Wendy veio primeiro, depois John, depois Michael.

Por uma semana ou duas após a chegada de Wendy, era duvidoso se eles iriam
poder mantê-la, já que ela era outra boca para alimentar. O Sr. Darling estava
terrivelmente orgulhoso dela, mas ele era muito honroso, e ele se sentou na
borda da cama da Sra. Darling, segurando sua mão e calculando despesas,
enquanto ela olhava para ele implorativamente. Ela queria arriscar, venha o que vier.
poderia, mas esse não era o seu jeito; seu jeito era com um lápis e um pedaço de
papel, e se ela o confundisse com sugestões ele tinha que começar no
começando de novo.
“Agora não me interrompa,” ele pedia a ela.
Eu tenho um milhão e dezessete aqui, e dois e seis no escritório; eu posso cortar
o meu café no escritório, dizem dez xelins, totalizando dois noventa e seis, com
teus dezoito e três fazem três nove sete, com cinco zero zero
no meu talão de cheques faz oito nove sete—quem é que está se movendo?—oito
nove sete, ponto e leva sete—não fale, meu próprio—e a libra
você emprestou a aquele homem que veio à porta—quieto, criança—ponto e vírgula
criança—lá, você conseguiu!—eu disse nove nove sete? sim, eu disse nove
nove sete; a questão é, podemos tentar por um ano em nove nove sete?
“Claro que podemos, George,” ela gritou. Mas ela estava pré-julgada em
A favor de Wendy, e ele era realmente o personagem mais grandioso dos dois.

“Lembre-se da caxumba,” ele a avisou quase ameaçadoramente, e lá se foi.

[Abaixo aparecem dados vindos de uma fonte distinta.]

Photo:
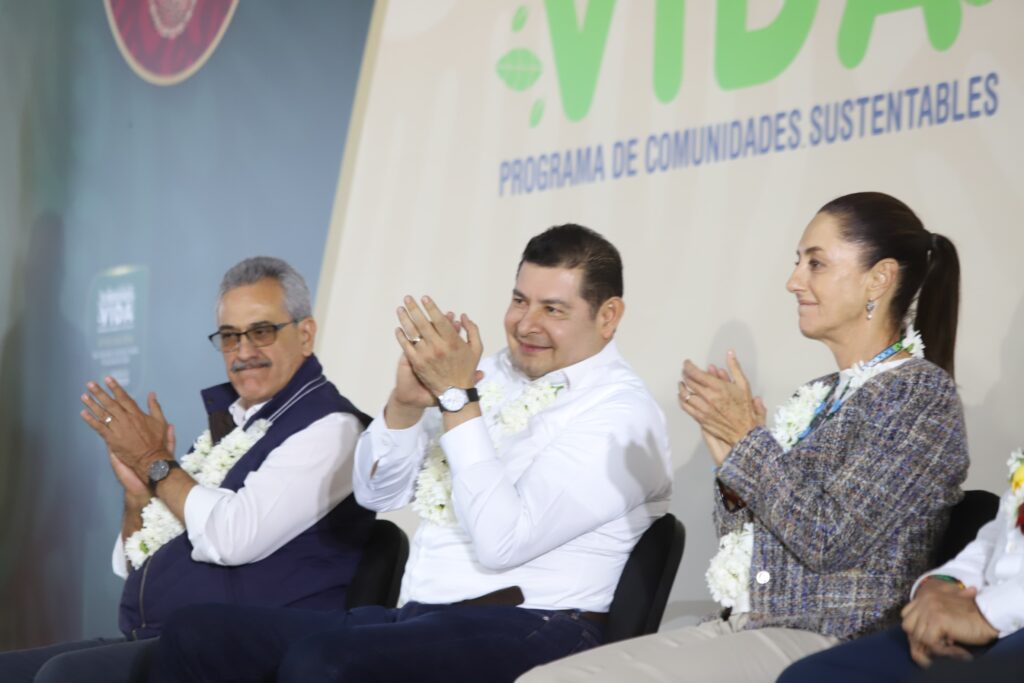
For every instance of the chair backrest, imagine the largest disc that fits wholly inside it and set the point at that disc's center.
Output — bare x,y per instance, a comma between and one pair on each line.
642,592
378,577
974,511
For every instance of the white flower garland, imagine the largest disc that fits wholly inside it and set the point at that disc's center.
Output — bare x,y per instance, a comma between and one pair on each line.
728,574
433,484
208,464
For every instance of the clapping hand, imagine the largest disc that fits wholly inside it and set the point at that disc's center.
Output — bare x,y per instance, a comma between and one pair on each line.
435,343
434,347
132,436
720,400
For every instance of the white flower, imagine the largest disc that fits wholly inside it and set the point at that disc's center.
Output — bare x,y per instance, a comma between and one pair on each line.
538,395
794,417
491,395
432,499
433,489
728,574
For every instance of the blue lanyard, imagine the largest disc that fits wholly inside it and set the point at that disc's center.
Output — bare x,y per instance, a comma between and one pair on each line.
829,407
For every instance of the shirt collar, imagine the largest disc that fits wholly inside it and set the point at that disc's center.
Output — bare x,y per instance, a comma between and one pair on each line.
572,376
242,415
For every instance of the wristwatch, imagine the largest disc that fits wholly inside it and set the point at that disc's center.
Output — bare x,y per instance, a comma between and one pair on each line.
159,470
454,399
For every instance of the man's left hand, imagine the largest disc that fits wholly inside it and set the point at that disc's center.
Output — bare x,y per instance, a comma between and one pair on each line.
434,347
132,436
943,617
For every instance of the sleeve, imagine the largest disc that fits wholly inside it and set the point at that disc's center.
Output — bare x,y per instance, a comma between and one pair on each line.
969,565
905,456
298,483
387,462
119,562
608,460
1003,603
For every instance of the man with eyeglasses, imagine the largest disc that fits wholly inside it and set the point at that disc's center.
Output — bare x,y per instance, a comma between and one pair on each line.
258,512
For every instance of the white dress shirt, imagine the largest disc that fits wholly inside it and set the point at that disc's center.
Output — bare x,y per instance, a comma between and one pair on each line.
993,563
298,483
555,510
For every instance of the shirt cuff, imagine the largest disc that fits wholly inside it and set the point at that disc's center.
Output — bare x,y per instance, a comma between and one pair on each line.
385,440
1003,605
199,506
119,562
467,444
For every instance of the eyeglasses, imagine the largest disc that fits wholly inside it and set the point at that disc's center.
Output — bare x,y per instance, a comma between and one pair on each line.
260,335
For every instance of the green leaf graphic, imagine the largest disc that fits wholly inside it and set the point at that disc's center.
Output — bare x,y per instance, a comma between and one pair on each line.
519,20
536,113
519,69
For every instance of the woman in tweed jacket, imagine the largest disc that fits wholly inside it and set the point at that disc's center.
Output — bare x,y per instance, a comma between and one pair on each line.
842,511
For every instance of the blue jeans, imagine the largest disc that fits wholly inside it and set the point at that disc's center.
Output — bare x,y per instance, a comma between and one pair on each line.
96,660
885,657
444,643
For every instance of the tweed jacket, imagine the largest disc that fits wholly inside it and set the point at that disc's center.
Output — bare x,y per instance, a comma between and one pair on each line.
848,518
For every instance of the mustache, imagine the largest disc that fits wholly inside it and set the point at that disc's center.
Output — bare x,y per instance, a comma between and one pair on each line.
239,366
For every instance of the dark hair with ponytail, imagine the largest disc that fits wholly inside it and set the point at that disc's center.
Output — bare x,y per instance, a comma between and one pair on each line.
929,267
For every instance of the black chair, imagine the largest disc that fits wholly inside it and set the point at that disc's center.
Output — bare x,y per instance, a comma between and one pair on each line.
378,577
642,592
974,511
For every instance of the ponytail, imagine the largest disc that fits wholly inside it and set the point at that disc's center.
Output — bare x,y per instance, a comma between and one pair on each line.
938,303
929,267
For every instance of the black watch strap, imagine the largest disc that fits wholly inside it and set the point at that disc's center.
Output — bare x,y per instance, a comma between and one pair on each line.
171,466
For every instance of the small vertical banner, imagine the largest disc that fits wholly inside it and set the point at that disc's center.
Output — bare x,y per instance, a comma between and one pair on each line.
119,300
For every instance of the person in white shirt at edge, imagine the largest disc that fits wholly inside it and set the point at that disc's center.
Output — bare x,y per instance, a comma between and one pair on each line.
966,615
259,512
556,458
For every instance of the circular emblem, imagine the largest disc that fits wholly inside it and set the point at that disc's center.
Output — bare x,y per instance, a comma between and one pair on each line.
166,41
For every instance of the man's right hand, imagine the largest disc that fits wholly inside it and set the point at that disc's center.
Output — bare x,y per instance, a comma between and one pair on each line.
136,492
408,399
942,617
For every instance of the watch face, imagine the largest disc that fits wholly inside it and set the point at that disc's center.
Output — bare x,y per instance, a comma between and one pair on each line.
453,399
159,470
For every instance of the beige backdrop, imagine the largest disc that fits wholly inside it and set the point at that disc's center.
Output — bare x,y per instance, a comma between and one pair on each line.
707,249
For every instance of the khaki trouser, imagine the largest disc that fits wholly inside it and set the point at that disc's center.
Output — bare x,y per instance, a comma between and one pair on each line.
716,651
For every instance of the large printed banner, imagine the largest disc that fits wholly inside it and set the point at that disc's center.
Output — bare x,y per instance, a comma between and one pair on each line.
700,137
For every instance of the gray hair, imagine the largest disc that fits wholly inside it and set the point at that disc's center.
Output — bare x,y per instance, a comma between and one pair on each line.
252,270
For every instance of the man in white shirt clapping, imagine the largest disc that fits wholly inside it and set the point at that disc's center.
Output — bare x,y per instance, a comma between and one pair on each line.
535,472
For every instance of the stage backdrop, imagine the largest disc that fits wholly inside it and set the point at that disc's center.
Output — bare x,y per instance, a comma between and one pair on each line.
699,137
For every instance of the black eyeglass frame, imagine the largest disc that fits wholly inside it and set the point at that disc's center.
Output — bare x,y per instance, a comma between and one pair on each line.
217,336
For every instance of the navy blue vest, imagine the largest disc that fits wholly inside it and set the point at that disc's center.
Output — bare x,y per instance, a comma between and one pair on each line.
311,571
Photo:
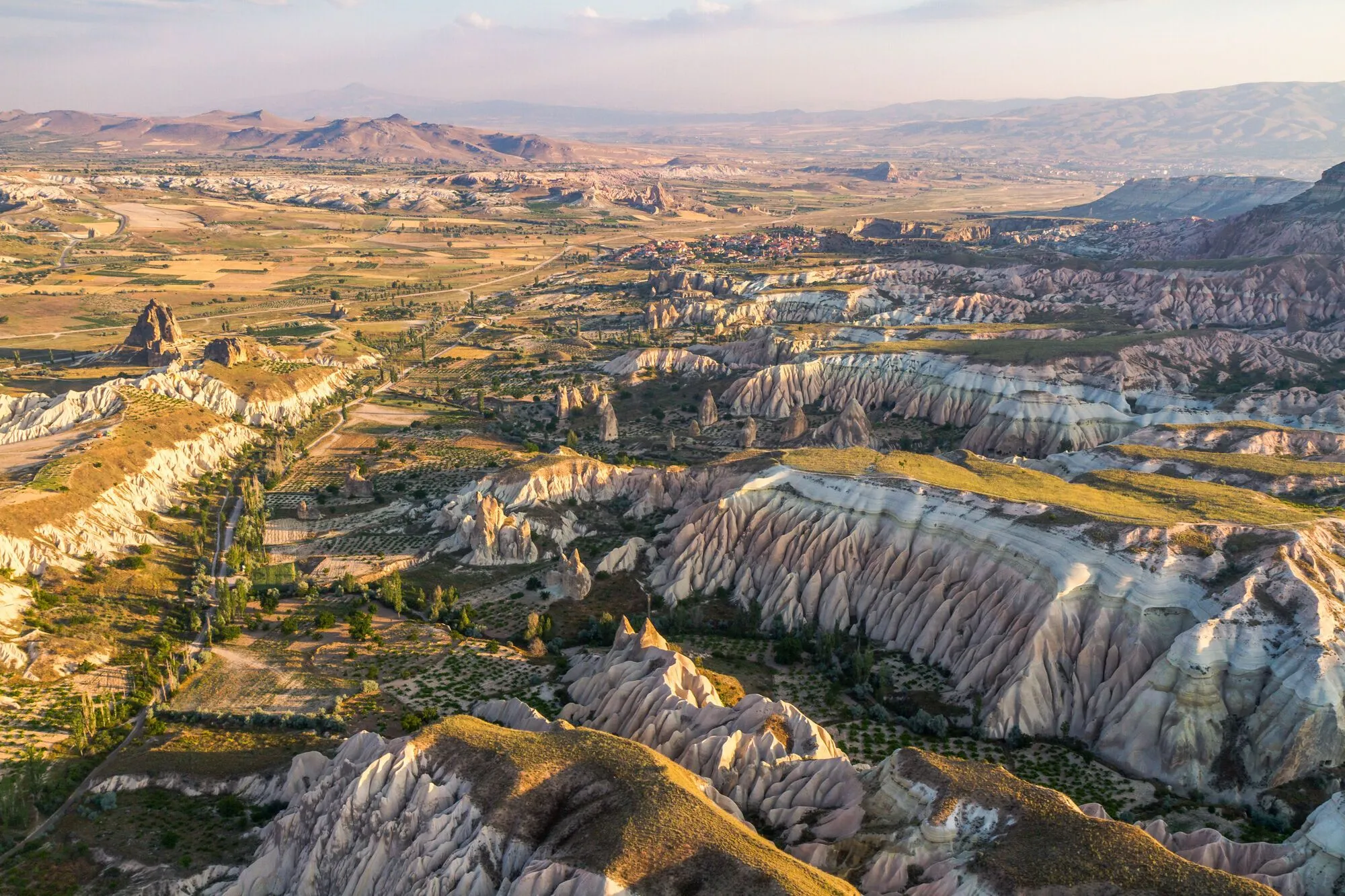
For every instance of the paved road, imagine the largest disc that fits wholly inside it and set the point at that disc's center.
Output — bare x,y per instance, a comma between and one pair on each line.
100,772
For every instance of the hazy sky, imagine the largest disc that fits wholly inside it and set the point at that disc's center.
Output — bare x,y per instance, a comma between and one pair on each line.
149,56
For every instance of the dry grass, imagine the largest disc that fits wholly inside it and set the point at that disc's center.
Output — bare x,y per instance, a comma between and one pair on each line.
615,807
727,686
149,424
1112,494
206,752
268,381
1054,845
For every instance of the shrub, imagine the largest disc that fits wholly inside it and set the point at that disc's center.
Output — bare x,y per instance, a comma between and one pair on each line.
361,626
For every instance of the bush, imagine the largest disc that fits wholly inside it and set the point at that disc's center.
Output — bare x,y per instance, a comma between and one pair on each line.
361,626
789,650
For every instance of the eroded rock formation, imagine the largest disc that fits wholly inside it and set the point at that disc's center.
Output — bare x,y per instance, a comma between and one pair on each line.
848,430
666,361
228,352
1143,659
606,420
572,579
709,413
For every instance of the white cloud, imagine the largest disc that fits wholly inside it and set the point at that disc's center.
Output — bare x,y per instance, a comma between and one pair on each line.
475,21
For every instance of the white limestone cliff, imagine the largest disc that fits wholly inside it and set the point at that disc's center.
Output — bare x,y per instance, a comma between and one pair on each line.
112,521
484,528
1056,633
665,361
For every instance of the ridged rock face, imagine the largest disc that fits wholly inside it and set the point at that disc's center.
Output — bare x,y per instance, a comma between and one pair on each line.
1277,865
37,415
848,430
978,307
1257,296
447,813
761,348
709,411
1036,424
1039,409
492,537
969,827
157,325
623,559
1164,673
796,424
766,756
227,352
666,361
112,522
1243,440
1203,196
778,306
568,399
666,282
748,436
606,420
572,579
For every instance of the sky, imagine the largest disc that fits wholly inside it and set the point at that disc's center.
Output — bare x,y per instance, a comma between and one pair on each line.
676,56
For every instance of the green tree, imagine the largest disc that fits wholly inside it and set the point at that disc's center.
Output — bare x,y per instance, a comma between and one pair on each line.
393,592
361,626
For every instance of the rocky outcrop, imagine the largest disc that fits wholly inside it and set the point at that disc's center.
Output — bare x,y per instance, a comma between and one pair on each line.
1141,658
606,420
773,762
157,326
484,529
961,826
1035,409
796,424
623,559
747,438
567,399
709,413
440,813
227,352
37,415
666,361
34,415
356,486
112,522
976,309
767,302
1035,424
848,430
572,579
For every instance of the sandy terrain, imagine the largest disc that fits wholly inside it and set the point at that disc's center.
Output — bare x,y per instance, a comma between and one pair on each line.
143,217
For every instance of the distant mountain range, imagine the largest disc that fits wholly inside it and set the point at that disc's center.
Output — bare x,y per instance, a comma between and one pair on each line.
393,139
357,100
1198,196
1292,130
1274,128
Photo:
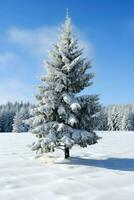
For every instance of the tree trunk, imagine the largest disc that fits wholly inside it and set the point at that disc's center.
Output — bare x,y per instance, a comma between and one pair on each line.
66,151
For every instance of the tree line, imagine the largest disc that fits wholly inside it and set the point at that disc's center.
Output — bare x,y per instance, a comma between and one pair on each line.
116,118
12,116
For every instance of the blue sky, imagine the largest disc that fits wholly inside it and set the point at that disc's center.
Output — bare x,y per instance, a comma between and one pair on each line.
105,28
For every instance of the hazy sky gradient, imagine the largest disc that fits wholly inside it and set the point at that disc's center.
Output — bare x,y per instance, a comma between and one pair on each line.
28,28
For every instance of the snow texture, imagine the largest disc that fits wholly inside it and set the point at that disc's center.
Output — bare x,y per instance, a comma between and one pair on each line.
104,171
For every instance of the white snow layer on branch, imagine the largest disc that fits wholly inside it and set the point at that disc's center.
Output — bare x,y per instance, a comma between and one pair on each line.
67,141
67,99
75,106
61,110
72,120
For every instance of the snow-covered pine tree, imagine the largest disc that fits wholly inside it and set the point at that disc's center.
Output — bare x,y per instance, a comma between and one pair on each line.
19,119
54,120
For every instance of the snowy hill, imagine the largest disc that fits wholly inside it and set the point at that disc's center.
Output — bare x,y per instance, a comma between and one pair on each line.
99,172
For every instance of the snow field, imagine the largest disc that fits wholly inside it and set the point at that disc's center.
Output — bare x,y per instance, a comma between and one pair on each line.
104,171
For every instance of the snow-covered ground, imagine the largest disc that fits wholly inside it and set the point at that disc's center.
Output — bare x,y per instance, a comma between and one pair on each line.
104,171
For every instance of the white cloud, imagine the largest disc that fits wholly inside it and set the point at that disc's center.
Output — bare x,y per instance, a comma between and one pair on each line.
8,59
14,90
36,41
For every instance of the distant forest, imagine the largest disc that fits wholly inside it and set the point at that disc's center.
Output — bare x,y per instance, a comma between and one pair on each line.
12,116
113,117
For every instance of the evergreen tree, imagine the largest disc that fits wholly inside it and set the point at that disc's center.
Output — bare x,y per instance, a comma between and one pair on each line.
18,122
56,119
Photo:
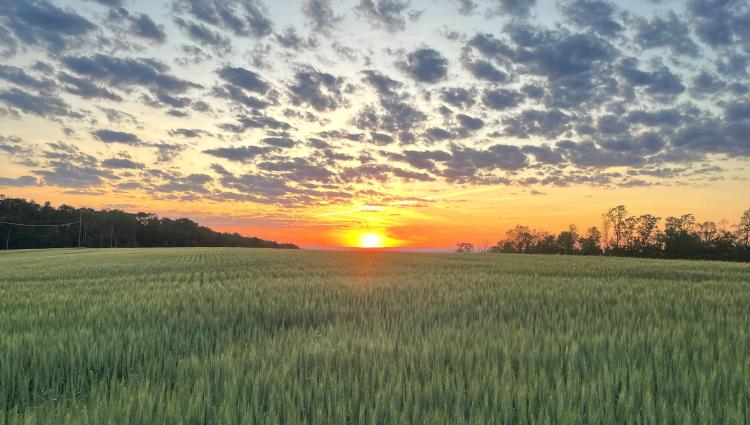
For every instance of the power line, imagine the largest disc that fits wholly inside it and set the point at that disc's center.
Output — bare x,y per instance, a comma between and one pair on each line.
40,225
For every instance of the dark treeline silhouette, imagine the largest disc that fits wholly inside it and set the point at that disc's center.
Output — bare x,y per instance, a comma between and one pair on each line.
642,236
107,228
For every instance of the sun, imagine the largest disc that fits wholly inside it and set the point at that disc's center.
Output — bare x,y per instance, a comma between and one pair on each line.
370,240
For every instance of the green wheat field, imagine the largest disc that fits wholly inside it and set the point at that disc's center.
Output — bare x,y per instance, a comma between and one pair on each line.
242,336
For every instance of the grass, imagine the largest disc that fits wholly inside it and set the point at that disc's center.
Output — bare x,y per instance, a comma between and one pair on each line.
239,336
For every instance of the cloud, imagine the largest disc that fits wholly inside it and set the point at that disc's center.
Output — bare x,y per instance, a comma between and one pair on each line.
595,15
239,154
40,23
425,65
247,18
388,14
470,123
518,8
186,132
320,14
85,88
383,84
244,78
122,163
204,35
668,32
500,99
46,105
19,181
458,97
466,7
143,26
255,120
486,71
127,73
320,90
19,77
113,136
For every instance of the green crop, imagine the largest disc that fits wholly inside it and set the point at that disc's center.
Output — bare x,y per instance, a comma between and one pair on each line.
242,336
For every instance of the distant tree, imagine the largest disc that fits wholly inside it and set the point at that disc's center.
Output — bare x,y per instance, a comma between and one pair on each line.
590,243
544,243
567,240
743,229
107,228
641,236
646,235
464,247
521,237
616,220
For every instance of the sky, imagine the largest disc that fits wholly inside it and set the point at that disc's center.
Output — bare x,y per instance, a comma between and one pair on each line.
399,123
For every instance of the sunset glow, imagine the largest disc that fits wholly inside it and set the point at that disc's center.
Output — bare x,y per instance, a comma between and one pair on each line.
370,240
419,123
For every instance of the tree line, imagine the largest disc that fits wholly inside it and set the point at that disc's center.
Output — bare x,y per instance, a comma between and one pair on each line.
44,226
644,236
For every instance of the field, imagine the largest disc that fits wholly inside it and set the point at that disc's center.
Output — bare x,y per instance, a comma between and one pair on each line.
241,336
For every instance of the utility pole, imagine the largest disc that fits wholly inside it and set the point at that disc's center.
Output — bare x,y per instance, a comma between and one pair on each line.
80,228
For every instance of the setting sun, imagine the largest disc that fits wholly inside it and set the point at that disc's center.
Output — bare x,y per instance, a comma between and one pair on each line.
370,240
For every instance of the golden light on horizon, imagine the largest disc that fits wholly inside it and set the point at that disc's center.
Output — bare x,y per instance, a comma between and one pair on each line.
370,240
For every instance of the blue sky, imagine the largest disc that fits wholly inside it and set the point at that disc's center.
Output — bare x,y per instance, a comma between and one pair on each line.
319,104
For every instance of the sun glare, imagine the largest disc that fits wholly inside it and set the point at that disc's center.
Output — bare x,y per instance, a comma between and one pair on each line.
370,240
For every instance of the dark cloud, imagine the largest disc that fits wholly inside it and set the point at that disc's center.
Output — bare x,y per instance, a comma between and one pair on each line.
122,163
595,15
720,23
706,83
383,84
486,71
244,78
320,90
204,35
548,123
458,97
501,98
298,170
518,8
466,164
395,116
45,105
587,154
280,142
85,88
240,96
239,154
668,32
113,136
292,40
425,65
18,181
38,22
241,17
143,26
187,132
127,72
470,123
466,7
436,134
320,14
388,14
255,120
544,154
662,83
19,77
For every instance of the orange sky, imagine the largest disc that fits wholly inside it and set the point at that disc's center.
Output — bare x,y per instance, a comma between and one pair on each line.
479,215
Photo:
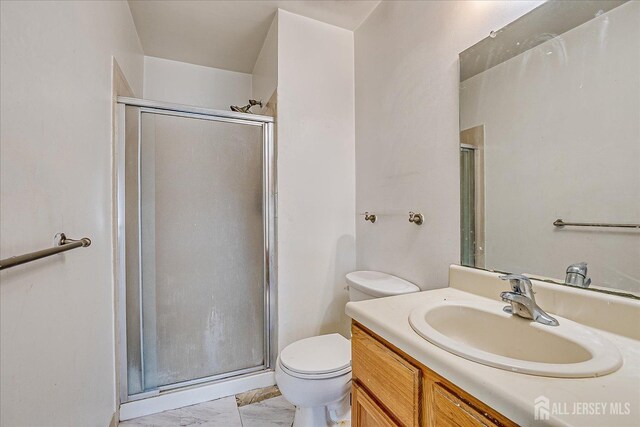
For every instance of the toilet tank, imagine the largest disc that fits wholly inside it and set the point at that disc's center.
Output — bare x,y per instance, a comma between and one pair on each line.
365,285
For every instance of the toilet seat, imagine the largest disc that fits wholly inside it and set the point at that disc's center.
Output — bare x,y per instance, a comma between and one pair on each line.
319,357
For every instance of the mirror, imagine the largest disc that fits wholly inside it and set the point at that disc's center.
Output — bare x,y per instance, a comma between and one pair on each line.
550,146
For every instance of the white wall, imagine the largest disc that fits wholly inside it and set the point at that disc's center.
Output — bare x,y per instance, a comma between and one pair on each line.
182,83
57,321
561,141
407,133
316,176
265,71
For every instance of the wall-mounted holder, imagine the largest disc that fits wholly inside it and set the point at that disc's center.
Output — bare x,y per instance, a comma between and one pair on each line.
370,217
416,218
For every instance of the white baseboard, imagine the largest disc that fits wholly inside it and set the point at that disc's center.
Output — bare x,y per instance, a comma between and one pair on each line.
114,420
192,396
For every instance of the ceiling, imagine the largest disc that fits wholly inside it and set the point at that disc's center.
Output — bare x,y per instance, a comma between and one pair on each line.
228,34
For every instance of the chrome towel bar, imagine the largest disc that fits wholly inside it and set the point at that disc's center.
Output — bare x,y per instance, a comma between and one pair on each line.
63,244
560,223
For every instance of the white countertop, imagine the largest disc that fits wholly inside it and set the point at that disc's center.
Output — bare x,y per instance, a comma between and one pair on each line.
572,402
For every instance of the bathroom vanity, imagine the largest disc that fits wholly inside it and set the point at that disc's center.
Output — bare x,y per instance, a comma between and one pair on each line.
402,378
390,385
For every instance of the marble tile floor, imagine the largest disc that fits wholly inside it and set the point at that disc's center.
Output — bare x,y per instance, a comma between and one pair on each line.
273,412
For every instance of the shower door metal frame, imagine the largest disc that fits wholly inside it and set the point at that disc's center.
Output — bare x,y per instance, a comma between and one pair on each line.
269,226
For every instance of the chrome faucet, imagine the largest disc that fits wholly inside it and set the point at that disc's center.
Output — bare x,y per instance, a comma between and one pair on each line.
523,302
577,275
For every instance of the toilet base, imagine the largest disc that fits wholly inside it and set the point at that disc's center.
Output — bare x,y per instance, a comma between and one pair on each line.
333,415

novamente. "Caxumba uma libra, é isso que eu anotei, mas eu ouso dizer que
será mais como trinta xelins—não fale—sarampo um cinco, alemão
sarampo meia guiné, faz duas quinze seis—não acene com o dedo—
tosse convulsa, digamos quinze xelins" - e assim por diante, e isso somou
diferente a cada vez; mas, por fim, Wendy conseguiu, com caxumba
reduzido para doze seis, e os dois tipos de sarampo tratados como um.
Havia a mesma empolgação em relação a John, e Michael tinha até um
barulho mais estreito; mas ambos foram mantidos, e logo, você poderia ter visto o
três deles indo em fila para a escola de educação infantil da Miss Fulsom,
acompanhados pela enfermeira.
Mrs. Darling loved to have everything just so, and Mr. Darling had a
paixão por ser exatamente como seus vizinhos; então, é claro, eles tinham um
enfermeira. Como eles eram pobres, devido à quantidade de leite que as crianças bebiam,
esta enfermeira era um cachorro da raça Newfoundland, chamado Nana, que pertencera
a ninguém em particular até que os Darlings a contrataram. Ela sempre teve
pensava que as crianças eram importantes, no entanto, e os Darling tinham se tornado
conhecida com ela nos Jardins de Kensington, onde ela passou a maior parte de sua
tempo livre espiando perambuladores, e era muito odiado pelos descuidados
babás, a quem seguiu até suas casas e reclamou para seus
amantes. Ela se provou ser um verdadeiro tesouro como enfermeira. Quão minuciosa
ela estava na hora do banho e levantava a qualquer momento da noite se um de seus
as cobranças fizeram o menor barulho. Claro que seu canil estava na enfermaria.
Ela tinha um talento para saber quando uma tosse é algo para não ter paciência.
com e quando precisa de abastecimento em torno do seu pescoço. Ela acreditou para ela
último dia em remédios à moda antiga como folha de ruibarbo, e fez sons de
desdém por toda essa conversa moderna sobre germes, e assim por diante. Foi um
lição de propriedade ao vê-la acompanhando as crianças para a escola, caminhando
calmamente ao seu lado quando se comportavam bem, e empurrando-os
de volta à linha se se desviassem. No rodapé de John [no futebol inglês era
chamado de futebol, "footer" para encurtar] dias em que ela nunca esqueceu seu suéter,
e ela geralmente carregava um guarda-chuva na boca caso chovesse. Há
uma sala no porão da escola da Srta. Fulsom onde as enfermeiras esperam.
Eles se sentaram em bancos, enquanto Nana deitou no chão, mas essa foi a única
diferença. Eles fingiram ignorá-la como se tivesse um status social inferior a
elas mesmas, e ela desprezava suas conversas superficiais. Ela ressentia as visitas ao
berçário das amigas da Sra. Darling, mas se elas viessem, ela primeiro castigava
tire o avental do Michael e coloque-o no que tem trançado azul, e
alisaou Wendy e lançou-se para o cabelo de John.
Nenhuma creche poderia ter sido conduzida de forma mais correta, e o Sr.
Querido sabia disso, mas às vezes se perguntava inquieto se o
os vizinhos conversaram.

Ele tinha sua posição na cidade a considerar.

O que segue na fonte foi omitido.